A expectativa dos vendedores para a nova flexibilização é boa, principalmente pela proximidade da data, considerada a segunda mais importante para o comércio. Para Vinícius Dias Mendes, de 30 anos, proprietário de 18 lojas de acessórios para celular em BH e Contagem, a tendência é de maior movimento nos próximos dias.

"Sempre quando volta, volta melhor. Parece que o pessoal guarda o dinheiro para gastar quando reabrir", contou. Apesar do baixo número de vendas nos últimos meses, o empresário afirma que foi possível manter os cerca de 100 colaboradores. Focado em recuperar os investimentos e abater as dívidas, Vinícius diz que aumentou o estoque de olho no Dia das Mães.

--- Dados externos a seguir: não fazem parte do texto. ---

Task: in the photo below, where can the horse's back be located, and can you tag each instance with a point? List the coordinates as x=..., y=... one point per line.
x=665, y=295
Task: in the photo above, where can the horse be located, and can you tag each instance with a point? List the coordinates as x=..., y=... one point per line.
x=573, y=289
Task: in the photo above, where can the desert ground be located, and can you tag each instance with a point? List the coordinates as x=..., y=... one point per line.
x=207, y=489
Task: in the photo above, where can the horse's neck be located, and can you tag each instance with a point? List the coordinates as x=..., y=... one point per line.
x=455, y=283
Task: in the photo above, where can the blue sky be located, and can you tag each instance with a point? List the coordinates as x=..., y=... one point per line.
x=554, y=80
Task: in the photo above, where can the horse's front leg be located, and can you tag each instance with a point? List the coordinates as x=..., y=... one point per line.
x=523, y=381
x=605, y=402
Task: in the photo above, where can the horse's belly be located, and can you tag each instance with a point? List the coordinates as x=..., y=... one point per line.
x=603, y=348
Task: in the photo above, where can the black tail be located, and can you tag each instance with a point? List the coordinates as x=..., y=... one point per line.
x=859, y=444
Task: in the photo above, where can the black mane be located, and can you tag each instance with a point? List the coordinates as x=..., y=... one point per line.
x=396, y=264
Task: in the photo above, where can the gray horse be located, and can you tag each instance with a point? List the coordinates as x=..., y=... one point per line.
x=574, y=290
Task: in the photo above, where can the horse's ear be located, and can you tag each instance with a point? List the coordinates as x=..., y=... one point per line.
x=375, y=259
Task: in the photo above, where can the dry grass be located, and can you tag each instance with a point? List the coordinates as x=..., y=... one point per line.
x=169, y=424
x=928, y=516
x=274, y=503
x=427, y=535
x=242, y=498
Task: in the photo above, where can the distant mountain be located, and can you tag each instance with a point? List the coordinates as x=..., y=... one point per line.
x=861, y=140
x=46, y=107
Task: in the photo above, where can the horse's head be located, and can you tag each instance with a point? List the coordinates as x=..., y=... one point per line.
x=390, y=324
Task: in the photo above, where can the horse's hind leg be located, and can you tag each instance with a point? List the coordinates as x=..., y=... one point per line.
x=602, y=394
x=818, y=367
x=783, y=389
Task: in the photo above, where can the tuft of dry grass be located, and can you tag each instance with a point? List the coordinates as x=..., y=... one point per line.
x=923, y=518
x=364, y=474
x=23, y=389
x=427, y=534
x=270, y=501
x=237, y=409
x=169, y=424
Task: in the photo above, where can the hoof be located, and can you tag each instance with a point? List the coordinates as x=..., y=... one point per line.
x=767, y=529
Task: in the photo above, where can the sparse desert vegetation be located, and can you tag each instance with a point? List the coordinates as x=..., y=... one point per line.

Gerente de uma loja de semijoias e bijuterias, Segundo Amanda Lopes Ribeiro, de 25, também espera que o movimento possa melhorar nas próximas semanas. "Estamos ansiosos, com expectativas a mil, pois as vendas aumentam muito nesse período". Tanto é que, aos sábados, há um reforço na quantidade de funcionários para atender o público.

O Shopping

O Oiapoque segue rígidas medidas de segurança, como checagem da temperatura na entrada e limite de 500 pessoas no local ao mesmo tempo - número equivalente a 60% da capacidade total.

Por conta da crise sanitária e econômica, o estabelecimento tem vagas para novos lojistas pela primeira vez. Segundo o proprietário, Mário Valadares, 10% dos comerciantes fecharam as portas desde o início da pandemia. 

Ainda assim, ele celebra o baixo índice de vacancia. "Somos os últimos a serem atingidos, pois atendemos as classes C e D. Então, pelo momento, acabamos ganhando outros públicos", afirmou.